In the paper, they compare the probability density function (PDF) of four paintings from the same era of van Gogh's life to the theoretical distributions hypothesized by Kolmogorov. : Starry Night, Wheat Field with Crows, Two Peasant Women Digging in Field with Snow and Road with Cypress and Star. To do this, the authors computed autocorrelation functions of the luminance between pixels in the images across the entire paintings.
Here is the first thing to note -- although these paintings "look like turbulence," the authors are measuring the luminance and comparing to turbulence, not comparing the vortices shape/size/etc!
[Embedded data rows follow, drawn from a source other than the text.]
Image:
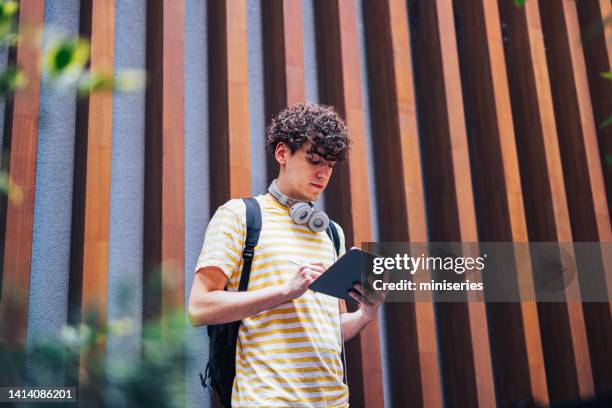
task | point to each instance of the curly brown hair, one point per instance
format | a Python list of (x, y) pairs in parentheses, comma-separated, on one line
[(310, 122)]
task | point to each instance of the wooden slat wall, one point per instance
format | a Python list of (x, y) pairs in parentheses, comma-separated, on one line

The luminance is defined to be a scalar intensity of the color at each red-green-blue (RGB) pixel:
$$L = 0.299 R + 0.587 G + 0.114B $$
I cannot reproduce their figures here for copyright reasons, but it's definitely something worth seeing. The results from all of the paintings match very well with the theoretical distributions for velocity fluctuations. Which I was certainly surprised to see.
So, while I haven't seen the video to which you refer, it sounds like it took a grain of truth and misrepresented it. The structures/eddies/vortices in Starry Night are not turbulent structures. However, the luminance in the painting, and in several others, actually has the same characteristics as a turbulent flow.
I'll close with the conclusions from the paper directly quoted:
In summary, our results show that Starry Night , and other impassioned van Gogh paintings, painted during periods of prolonged psychotic agitation transmitted the essence of turbulence with high realism. We use digital images of these paintings to show that the statistics of luminance contains the characteristic fingerprint of turbulent flow, according to a mathematical theory of turbulence based on the statistical approach developed by A. Kolmogorov. The analysis of the luminance of a painting presented here may be a useful tool for the relatively new field of using quantitative objective research for analyzing artwork.